The first time I saw her, I was drying my hair in my parents’ bedroom. I sat down on the carpet, positioning my head toward the fan they’d purchased in the 1980s when they first immigrated to America, just like my grandmother taught me. As a devoted student of early-2000s tabloid culture, I usually entertained myself during this long routine with an episode of E! True Hollywood Story. That night’s episode was about Anna Nicole Smith, which I had already seen. Searching for something else, I landed on Bravo, expecting to see Tim Gunn encourage someone to “make it work.”
Instead, I was greeted by a blonde-haired, blue-eyed woman with a self-possession that said, I will break the glass ceiling, but I will also break your neck in the process. She was selling health insurance out of her home in Coto de Caza, Orange County, California, and introduced herself as Vicki Gunvalson. Focused, determined, and a little crazed, her eyes rapidly scanned the room. She scared me, but I was also transfixed.

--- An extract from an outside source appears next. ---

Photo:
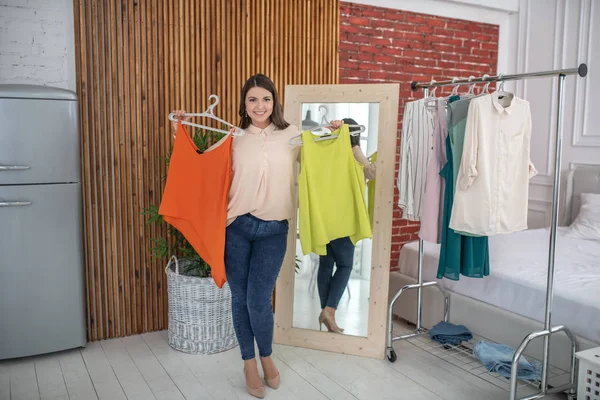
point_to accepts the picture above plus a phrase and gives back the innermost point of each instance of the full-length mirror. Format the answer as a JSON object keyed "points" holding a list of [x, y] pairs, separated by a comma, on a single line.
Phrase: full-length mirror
{"points": [[332, 290]]}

Back then, I was desperate to disappear into any world other than my own. I was lonely at home. My dad traveled a lot for his job. Five days in Thailand, then turn around and spend the next seven in Germany. This meant my mother was often left to deal with me and my sister in Ohio, sometimes for weeks at a time. I have no doubt this was difficult, two preteen girls against one parent. Hormones raging, the snide comments and eye rolls were endless. Still, my mom was the one who drove us to school before she went to work, picked us up from tennis practice after, made us dinner, then woke up and did the same thing all over again. I am thankful for this. She kept us moving.